I’m sure Amazon has smart people who have crunched the numbers, but it seems almost unthinkable only months ago. One of the most central and prime real estate locations in Manhattan will turn away all foot traffic, instead becoming a logistics warehouse for their delivery services?

 

Why It Makes Sense

Anyone who has been to Whole Foods in the past 4 weeks knows it is a lot busier than in normal times. However, the slight surge is minuscule compared to record-breaking surges in delivery demand. FreshDirect has had no delivery slots most days for weeks, and that’s with many paying customers on Delivery Pass (obviously some get slots, but I’ve refreshed daily and now my subscription has expired, which I will not renew).

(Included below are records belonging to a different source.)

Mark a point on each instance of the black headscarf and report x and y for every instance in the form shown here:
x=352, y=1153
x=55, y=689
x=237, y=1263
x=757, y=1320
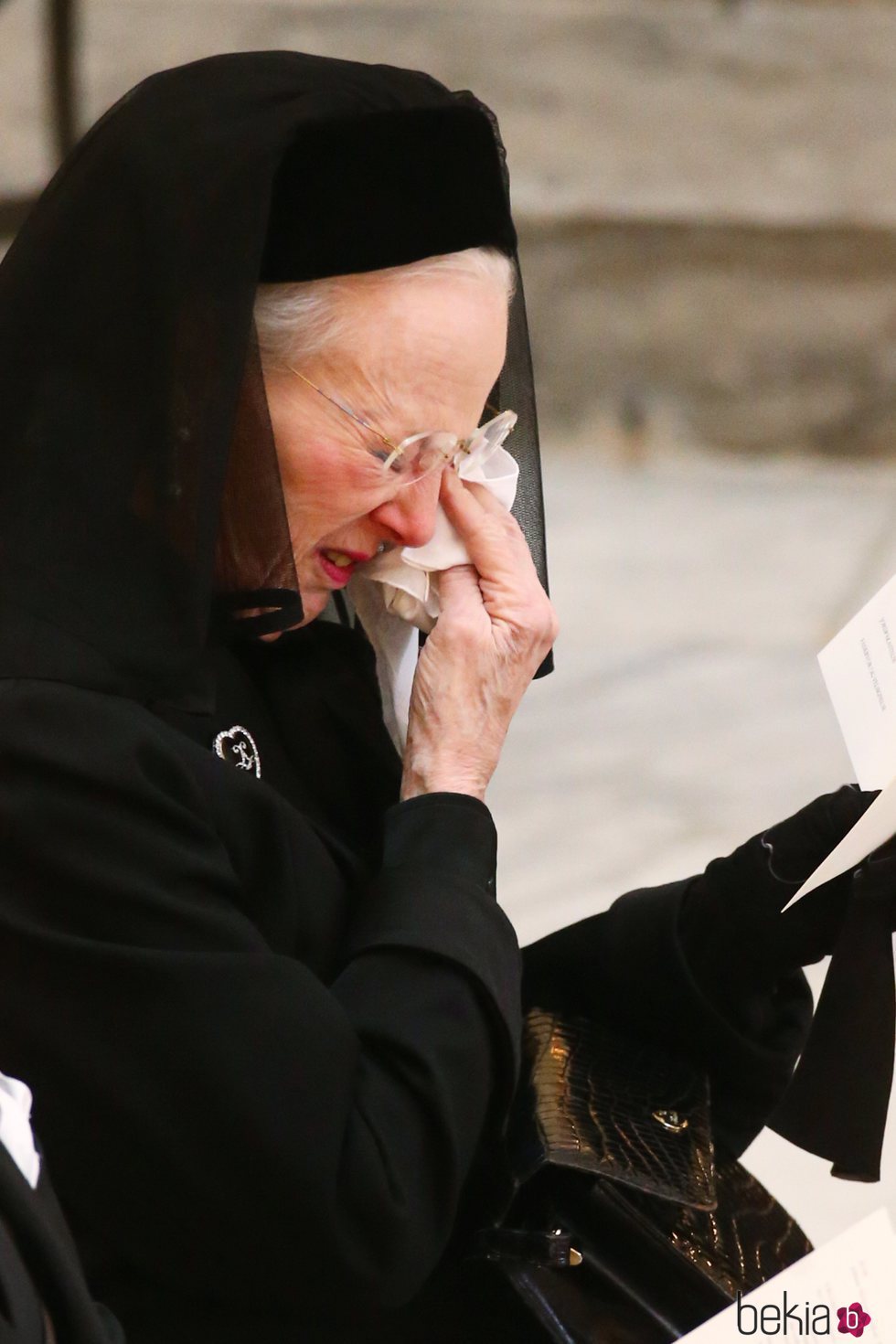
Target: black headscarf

So what did the Operations Research geniuses at Amazon conclude? They can serve many more customers by increasing online delivery capacity. They are already near 100% capacity, and must have taken a careful look at the system bottlenecks.

 

Identifying Growth Bottlenecks

Part of the bottleneck is supply of goods – but even if they are out of Classico Basil and Tomato sauce, there is always someone willing to order Raos. Tech technology is also clearly not the bottleneck – they are already one of the world’s leading cloud providers, and despite the occasional bugs, their site can withstand a lot. It is possible they lack available staff to delivery the goods – but with 16 million newly unemployed, they should getting an influx of new applicants to join the ranks.

 

Removing Variation

Most likely, the bottleneck is preparing the orders and distributing them to the delivery staff. By converting centrally located stores into exclusive fulfillment hubs, they no longer need to dedicate much of the staff to the cash register, the food bars, and any of the stations that require customer interaction (“how many pounds of ground beef?” “do you want 85% lean or 90% lean?”). Most importantly, it’s about reducing variation. When they need to be ready for customers who might want or need anything, it doesn’t take much to slow down the capacity of the entire system.

 

Simplifying Product Lines For Higher Capacity

When they slice off the foot traffic arm of the business, what is left? All of the space and personnel can focus on only online orders. The orders are pre-determined AND pre-paid. They can revamp the logistics so orders are already pre-bundled and ready for pickup when the delivery person arrives. They are also no longer confined to working regular store hours. Deliveries and inventory can happen at all hours of the day.

Order packing is more complex – the deliveries can only go out at certain day hours (7am to 11pm), and some items are temperature sensitive down to about 2 hours prior to delivery. But at least they know about the complex orders with enough lead time and can plan for them in special ways.

 

Will I Order More?

Where does that leave us? Unfortunately, I doubt there will be priority slots for nearby residents and offices. Instead, they might add 1000 new delivery slots per day, but I’ll be fighting for them alongside the 20,000 others reloading their Amazon checkout carts!